The team added that data suggest that looking at the expression of these genes “could enhance the accuracy of prognostic models and help identify patients at high risk of rapid disease progression.”
ACVRL1 identified as treatment target to explore
The researchers also conducted a Mendelian randomization (MR) analysis, a type of genetic examination that aims to identify potential cause-and-effect relationships between genetic mutations and diseases. This work suggested that certain mutations in the ACVRL1 gene may directly contribute to causing IPF and that higher ACVRL1 activity was associated with a reduced risk of IPF.
Additional analyses using single-cell gene expression data indicated that endothelial cells — those lining blood vessels — lacking ACVRL1 undergo major shifts in their metabolism.
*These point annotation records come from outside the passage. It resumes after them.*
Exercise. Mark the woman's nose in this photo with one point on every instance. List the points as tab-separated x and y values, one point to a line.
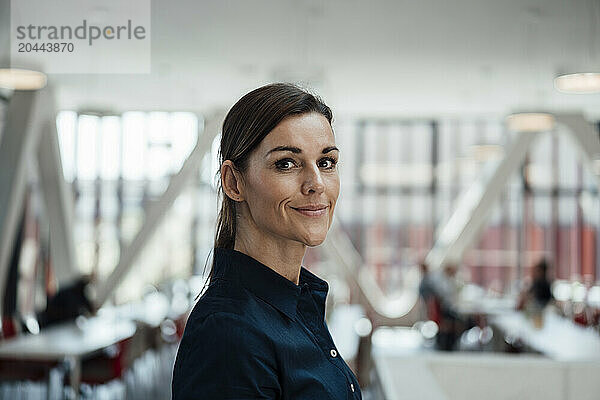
313	182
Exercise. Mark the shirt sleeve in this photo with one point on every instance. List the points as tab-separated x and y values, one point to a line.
225	357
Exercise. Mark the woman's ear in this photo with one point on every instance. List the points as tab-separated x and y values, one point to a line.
231	180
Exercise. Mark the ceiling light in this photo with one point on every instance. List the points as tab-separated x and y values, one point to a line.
21	79
588	82
530	122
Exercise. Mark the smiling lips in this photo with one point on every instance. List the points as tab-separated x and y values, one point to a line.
312	210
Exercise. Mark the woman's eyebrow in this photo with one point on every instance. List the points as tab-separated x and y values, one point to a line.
298	150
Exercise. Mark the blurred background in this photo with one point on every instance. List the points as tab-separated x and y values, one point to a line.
463	259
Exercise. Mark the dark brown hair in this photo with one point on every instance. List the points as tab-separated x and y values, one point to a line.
247	123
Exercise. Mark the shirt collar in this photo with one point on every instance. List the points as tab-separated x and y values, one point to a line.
264	282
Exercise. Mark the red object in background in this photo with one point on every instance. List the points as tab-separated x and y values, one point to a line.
434	310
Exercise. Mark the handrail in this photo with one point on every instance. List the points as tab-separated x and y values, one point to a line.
383	309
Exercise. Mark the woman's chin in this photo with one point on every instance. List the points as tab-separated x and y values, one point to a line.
315	240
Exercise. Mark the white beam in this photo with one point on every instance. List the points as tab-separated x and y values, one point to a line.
58	198
17	143
157	211
475	204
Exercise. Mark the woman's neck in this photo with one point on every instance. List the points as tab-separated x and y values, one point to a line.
282	256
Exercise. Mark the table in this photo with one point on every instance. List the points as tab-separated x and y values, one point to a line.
69	342
559	338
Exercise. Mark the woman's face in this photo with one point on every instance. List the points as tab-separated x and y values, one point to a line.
292	183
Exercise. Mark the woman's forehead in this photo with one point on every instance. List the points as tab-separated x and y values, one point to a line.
307	132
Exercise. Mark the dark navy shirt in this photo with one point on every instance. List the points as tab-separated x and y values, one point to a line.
256	335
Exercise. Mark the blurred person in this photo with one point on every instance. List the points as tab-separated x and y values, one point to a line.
538	292
451	324
259	330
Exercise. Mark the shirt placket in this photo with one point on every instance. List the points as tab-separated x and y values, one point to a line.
314	321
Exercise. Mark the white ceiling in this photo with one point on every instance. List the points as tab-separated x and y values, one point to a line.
367	58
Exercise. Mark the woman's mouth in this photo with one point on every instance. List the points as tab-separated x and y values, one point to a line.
312	211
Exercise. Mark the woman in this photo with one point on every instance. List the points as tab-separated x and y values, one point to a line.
259	332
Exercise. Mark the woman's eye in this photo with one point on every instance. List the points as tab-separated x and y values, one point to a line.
328	163
284	164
Collectively, these data support further investigation of the ACVRL1 gene in particular as a potential treatment target for IPF, the scientists said. The team called for future study into the biological activity of ACVRL1 and LTBP1 in IPF, as well as efforts to explore potential treatment strategies.
“Our study highlights the crucial role of TGF-[beta] signaling dysregulation in IPF and provides potential therapeutic targets for future research,” the researchers concluded, adding that “these findings may enhance our understanding of IPF and could potentially contribute to its treatment.”